Billboard published a review of the album in the November 18, 1978 issue, which said, "Tucker's newest release sheds a new light on her singing and image. Working within a pop framework, Tucker's vocals convey a wholesome richness, evident in her rendition of John Prine's "Angel from Montgomery" (in which he also gives background vocal help), "Not Fade Away" and others. The inside photo makes Tucker out to be a sexpot, a ploy that gives her broader appeal.
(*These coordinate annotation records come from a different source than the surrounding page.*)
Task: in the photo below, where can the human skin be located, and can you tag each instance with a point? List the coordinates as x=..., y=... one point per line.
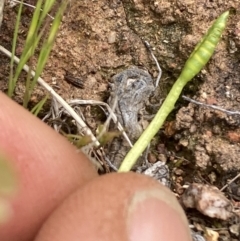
x=61, y=197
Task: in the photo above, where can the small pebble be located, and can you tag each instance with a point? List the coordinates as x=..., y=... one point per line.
x=112, y=37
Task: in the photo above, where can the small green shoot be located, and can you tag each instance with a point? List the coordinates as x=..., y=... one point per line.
x=197, y=60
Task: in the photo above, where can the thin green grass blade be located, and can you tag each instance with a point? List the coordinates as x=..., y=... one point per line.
x=29, y=47
x=47, y=46
x=38, y=107
x=11, y=83
x=192, y=67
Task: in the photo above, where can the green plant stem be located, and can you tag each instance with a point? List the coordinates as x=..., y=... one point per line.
x=197, y=60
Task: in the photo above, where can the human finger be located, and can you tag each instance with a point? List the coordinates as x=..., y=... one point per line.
x=47, y=166
x=118, y=207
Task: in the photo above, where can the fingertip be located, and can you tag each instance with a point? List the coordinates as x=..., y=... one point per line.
x=47, y=166
x=112, y=207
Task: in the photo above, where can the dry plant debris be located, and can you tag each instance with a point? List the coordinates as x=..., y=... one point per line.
x=208, y=200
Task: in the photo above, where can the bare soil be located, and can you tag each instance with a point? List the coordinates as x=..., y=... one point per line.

Tucker is backed by a tight band which utilizes both country and rock orchestrations and strings for sweetening."

The review in the November 11, 1978 issue of Cashbox said, "If country fans have raised an eyebrow at the changes Dolly Parton has made lately, they certainly aren't ready for the 'new'
Tanya Tucker. Beyond a shadow of a doubt, the cover graphics are the most blatantly sexual of any album jacket ever released by a country artist. And the music inside is tough LA rock. Tanya does throw in a small dose of country, but this is in no way a country album. At any rate, it is a fine album and should garner airplay and sales in all markets."

Professional ratings
Review scores
| Source | Rating |
| AllMusic | Star Half star |
| Christgau's Record Guide | C+ |

==Track listing==

Side one
| No. | Title | Writer(s) | Length |
|---|---|---|---|
| 1. | "Lover Goodbye" | Phil Everly; Joey Paige; | 4:15 |
| 2. | "I'm the Singer, You're the Song" | Tanya Tucker; Jerry Goldstein; | 4:00 |
| 3. | "Not Fade Away" | Charles Hardin; Norman Petty; | 4:02 |
| 4. | "Angel from Montgomery" | John Prine | 4:45 |
| 5. | "Heartbreak Hotel" | Elvis Presley; Tommy Durden; Mae Boren Axton; | 3:32 |

Side two
| No. | Title | Writer(s) | Length |
|---|---|---|---|
| 1. | "Brown Eyed Handsome Man" | Chuck Berry | 2:18 |
| 2. | "The River and the Wind" | Jim Weatherly | 4:02 |
| 3. | "If You Feel It" | Goldstein; Jimmy Ford; | 4:37 |
| 4. | "It's Nice to Be with You" | Goldstein | 3:30 |
| 5. | "Texas (When I Die)" | Ed Bruce; Patsy Bruce; Bobby Borchers; | 4:50 |

==Production==
- Produced By Jerry Goldstein
- Engineered & Mixed By Ed Barton
- Digital Editing: Milan Bogdan
- Mastered By Glenn Meadows

==Personnel==
- Tanya Tucker - lead vocals
- Paul Leim - drums, percussion, electronic drums
- Jerry Scheff - bass guitar
- John Hobbs - piano
- Lonnie Jordan - organ
- Billy Joe Walker Jr. - acoustic and electric guitar, mandolin
- Jerry Swallow - electric guitar, dobro, mandolin
- Mickey Raphael - harmonica
- Larry Muhoberac - string arrangements
- Curt Boettcher, Joe Chemay, Dash Crofts, Phil Everly, Venetta Fields, Jerry Goldstein, La Costa, Michael McGinnis, Brent Nelson, Joey Paige, Jody Payne, John Prine, Jim Seals, Julia Tillman-Waters, Tanya Tucker, Luther Waters, Oren Waters, Lorna Willard - background vocals

==Charts==

===Weekly charts===

| Chart (1978–1979) | Peak position |
|---|---|
| US Billboard 200 | 54 |
| US Top Country Albums (Billboard) | 2 |

===Year-end charts===

| Chart (1979) | Position |
|---|---|
| US Top Country Albums (Billboard) | 12 |

==In popular culture==
A physical copy of the album was seen in the 2011 movie Footloose.